4:15 イエスが神の子であることを公に言い表す人はだれでも、神がその人の内にとどまってくださり、その人も神の内にとどまります

4:16 わたしたちは、わたしたちに対する神の愛を知り、また信じています。神は愛です。愛にとどまる人は、神の内にとどまり、神もその人の内にとどまってくださいます


 わたしたち(人)→神、神→わたしたち(人)順序が逆になって文章が続いています。これは、聖書の良く用いる構文でキアスムス構造というものですが、神と人が相互に「内にとどまる」(メノー)ということの強調です。

ふしぎな構図と思いませんか?頭に絵を描くとわたしたちと神の関係が、一方が他方の中に、また他方が一方こちらに内包されている。

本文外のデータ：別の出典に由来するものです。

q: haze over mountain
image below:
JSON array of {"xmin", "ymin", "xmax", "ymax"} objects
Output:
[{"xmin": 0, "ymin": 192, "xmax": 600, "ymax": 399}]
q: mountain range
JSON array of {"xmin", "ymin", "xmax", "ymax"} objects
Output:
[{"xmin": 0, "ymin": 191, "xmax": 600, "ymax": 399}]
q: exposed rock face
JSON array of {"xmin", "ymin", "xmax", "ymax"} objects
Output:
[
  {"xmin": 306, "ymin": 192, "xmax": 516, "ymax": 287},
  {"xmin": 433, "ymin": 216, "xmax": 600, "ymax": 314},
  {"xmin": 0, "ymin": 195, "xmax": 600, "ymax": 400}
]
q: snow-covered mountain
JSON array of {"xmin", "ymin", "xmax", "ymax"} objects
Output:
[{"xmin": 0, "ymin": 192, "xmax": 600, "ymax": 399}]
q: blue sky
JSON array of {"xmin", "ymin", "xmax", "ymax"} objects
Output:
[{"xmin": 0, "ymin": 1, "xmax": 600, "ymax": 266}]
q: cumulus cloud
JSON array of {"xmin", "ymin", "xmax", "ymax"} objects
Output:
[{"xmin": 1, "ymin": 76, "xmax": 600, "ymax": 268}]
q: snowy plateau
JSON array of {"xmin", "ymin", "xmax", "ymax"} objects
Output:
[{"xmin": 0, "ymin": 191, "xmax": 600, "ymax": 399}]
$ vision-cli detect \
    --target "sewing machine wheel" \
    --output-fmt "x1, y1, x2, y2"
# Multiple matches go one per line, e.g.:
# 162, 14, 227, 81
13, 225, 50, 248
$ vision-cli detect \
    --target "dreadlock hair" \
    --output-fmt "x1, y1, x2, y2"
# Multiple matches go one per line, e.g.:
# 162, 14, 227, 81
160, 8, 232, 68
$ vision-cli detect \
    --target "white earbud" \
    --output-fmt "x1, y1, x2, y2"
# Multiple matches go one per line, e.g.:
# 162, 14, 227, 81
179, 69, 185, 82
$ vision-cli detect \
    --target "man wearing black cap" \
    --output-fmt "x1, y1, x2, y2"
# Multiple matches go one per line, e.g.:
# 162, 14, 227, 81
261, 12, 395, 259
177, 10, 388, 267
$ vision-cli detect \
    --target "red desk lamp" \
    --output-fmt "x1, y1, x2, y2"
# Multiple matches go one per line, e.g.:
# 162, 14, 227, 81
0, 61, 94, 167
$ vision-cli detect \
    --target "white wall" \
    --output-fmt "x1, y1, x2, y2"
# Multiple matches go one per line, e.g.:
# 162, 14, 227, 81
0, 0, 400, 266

 入れ子細工の人形がロシアにあります。マトリョーシカ。民族衣装を着た女の子の人形ですが、体が真ん中から上下にあけられる様になっていて、その中には、ひとまわり小さな同じ形の女の子の人形が出てくる構造になっています。普通の感覚でいくと、「内にとどまる」というと、こういうイメージになるかと思うのですが、このイメージではとらえきれないのが、ここの箇所かと思います。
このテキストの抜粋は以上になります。